Robert
As a child, Robert learned to live without electricity, running water, food in the cupboards. He felt the loneliness of returning to an empty home, silently wishing someone had cared enough to wait up for him, cared enough to be there. It was his life for more than 10 years, the life he lived with his alcoholic, drug-addicted father.
“I wanted to feel like there were rules, so I made up a curfew and created a story in my head that I had to be home because someone would be waiting for me,” Robert remembers. “But he was never there.”
Instead, Robert’s father spent his time getting drunk and high, throwing away any money he earned at his minimum-wage job to fuel his addictions. It was a cycle Robert’s family and friends believed he was destined to repeat. For a while, Robert believed it, too.
Until he couldn’t take it anymore. The emptiness, the neglect, the hardships no child should endure.
As he began confiding in adults, Robert started to understand he didn’t deserve to live without electricity, without food, without love. He soon joined a loving foster family eager to accept him as their own. Instead of listening to others label him a failure, Robert heard words of encouragement and praise.

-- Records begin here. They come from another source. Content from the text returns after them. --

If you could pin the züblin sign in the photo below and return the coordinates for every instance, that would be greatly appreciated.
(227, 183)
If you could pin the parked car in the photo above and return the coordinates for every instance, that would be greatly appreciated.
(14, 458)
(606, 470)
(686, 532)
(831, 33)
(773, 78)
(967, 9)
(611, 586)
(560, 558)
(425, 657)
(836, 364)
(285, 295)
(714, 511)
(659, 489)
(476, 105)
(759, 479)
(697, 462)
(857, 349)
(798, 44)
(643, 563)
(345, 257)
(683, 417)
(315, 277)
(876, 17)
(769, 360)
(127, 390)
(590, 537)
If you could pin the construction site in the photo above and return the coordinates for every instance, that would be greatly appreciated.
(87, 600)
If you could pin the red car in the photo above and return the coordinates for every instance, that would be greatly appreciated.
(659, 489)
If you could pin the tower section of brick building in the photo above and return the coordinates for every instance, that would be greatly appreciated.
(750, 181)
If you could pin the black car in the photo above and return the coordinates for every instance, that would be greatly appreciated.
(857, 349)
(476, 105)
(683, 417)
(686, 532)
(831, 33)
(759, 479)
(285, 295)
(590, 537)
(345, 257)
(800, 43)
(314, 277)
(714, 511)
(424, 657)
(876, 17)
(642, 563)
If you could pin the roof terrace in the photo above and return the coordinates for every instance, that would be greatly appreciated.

“That’s when my dreams got big,” Robert says. “When I was with my dad, I thought I’d be lucky if I finished high school. But, with them [my foster family], it was a total flip – it was mind-blowing.”

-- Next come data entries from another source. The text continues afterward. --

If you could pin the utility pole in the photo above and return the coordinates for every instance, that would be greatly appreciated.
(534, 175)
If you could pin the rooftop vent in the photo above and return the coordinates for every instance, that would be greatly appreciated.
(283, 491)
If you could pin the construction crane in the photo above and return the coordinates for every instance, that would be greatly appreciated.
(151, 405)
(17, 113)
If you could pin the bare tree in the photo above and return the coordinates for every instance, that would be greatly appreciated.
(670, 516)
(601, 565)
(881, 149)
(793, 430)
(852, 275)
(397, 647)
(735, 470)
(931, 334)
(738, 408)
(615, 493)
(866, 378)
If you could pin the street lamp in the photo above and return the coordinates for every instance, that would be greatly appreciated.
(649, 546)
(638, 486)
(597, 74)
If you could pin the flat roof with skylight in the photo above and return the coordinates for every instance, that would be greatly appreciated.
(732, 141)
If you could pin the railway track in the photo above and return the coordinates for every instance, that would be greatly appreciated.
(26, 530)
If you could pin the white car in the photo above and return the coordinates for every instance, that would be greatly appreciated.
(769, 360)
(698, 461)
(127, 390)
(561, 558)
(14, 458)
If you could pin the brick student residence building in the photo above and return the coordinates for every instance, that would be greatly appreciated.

Already in his teens, Robert was close to “aging out” of foster care and, because of his upbringing, worried about life on his own. While other parents taught their children how to manage allowance, study hard and strive for success, Robert watched his father lose job after job, stop paying bills and spiral downward as he succumbed to his addictions.
Fortunately, Robert learned about CHS’ Independent Living program, which helps teens learn skills vital to live independently and make positive decisions as they become adults.

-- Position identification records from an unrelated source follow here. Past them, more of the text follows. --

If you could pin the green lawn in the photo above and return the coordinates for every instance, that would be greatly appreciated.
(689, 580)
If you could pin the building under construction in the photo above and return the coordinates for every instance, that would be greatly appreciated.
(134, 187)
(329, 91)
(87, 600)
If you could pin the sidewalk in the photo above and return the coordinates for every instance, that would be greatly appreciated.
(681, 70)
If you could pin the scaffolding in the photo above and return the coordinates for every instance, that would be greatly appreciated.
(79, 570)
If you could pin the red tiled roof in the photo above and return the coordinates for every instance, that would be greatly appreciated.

“As I learned, I tried to inhale the knowledge,” he says. “I learned about banking, housing, how to hold a job – my dad never taught me any of it. Without this program, I wouldn’t know it.”
Robert credits CHS for teaching him how to maintain his studies so he could finish high school; prior to joining the Independent Living program, he assumed he’d drop out of high school like his father. Instead, Robert’s a high school graduate (with honors), a college student and an intern with the Walt Disney World College Program – a dream come true for the aspiring photographer.
“CHS helped me get to where I am,” Robert says. “And I expect myself to do so much more – I won’t be the mediocre kid who just gets by. I have lots of dreams, and they’re all pretty big.”